The reasons for the shrinking number of stocks in the U.S. are many and date to the dot-com stock crash of 2000.
By the end of 2000, nearly 1,000 fewer companies were trading compared with 1997. The big drop was caused largely by fledgling tech companies going out of business. Every year in the 2000s saw a decline in the number of listed stocks. The number of stocks exiting exchanges picked up steam following the 2008 financial crisis and the Great Recession, when close to 1,000 more stocks disappeared from exchanges, according to the WFE.
That steep drop was due in part to fewer companies going public, with investor fear, as well as rising costs, increased scrutiny and more stringent regulations from the federal government, cooling the market. Back-to-back market meltdowns in the past decade took a toll on the initial public offering market. In 2000, a record 406 companies went public, a! ccording to Renaissance Capital. But the market for IPOs, which went dormant from 2001 to 2003, dried up again in 2008 and 2009.
Many companies concluded that it simply wasn't worth it to go public.
The current environment has had a negative impact on the appetite for IPOs, says Terry Sandven, chief equity strategist at U.S. Bank Wealth Management.
The decline in listed stocks is also due to private-equity firms buying publicly traded companies and taking them private, as well as merger-and-acquisition activity.
Do fewer stocks to buy add up to higher prices?

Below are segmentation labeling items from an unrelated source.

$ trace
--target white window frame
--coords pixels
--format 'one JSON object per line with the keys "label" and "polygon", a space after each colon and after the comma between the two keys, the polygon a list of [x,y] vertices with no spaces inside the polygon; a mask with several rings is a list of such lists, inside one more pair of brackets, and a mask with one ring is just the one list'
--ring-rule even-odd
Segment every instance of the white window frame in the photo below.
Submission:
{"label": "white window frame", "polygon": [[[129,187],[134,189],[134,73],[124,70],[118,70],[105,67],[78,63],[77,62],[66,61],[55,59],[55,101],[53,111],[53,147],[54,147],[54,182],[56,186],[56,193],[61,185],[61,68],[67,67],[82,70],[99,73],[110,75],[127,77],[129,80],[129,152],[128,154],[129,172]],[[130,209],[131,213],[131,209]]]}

"The number of companies has declined approximately 40% since 1997," says Sandven. "With less supply, and if demand remains constant, it does provide an upward bias in equity prices."

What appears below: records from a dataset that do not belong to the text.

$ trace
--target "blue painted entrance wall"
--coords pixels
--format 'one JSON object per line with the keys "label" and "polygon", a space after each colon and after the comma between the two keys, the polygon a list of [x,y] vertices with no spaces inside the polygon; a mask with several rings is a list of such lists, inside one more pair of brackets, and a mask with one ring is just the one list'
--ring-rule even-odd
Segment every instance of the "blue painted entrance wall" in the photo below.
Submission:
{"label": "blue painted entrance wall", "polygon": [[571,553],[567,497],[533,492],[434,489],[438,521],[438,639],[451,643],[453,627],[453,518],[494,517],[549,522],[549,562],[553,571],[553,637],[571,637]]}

Bob Waid, managing director at Wilshire Associates, however, doesn't buy the bullish supply-and-demand theory. Stocks rise and fall based on business conditions, he says.
"I would not say that what's driving the U.S. stock market up is fewer companies," says Waid. "At the end of the day, investors have to look at fundamentals. And prices have to include future dividends and earnings (streams)."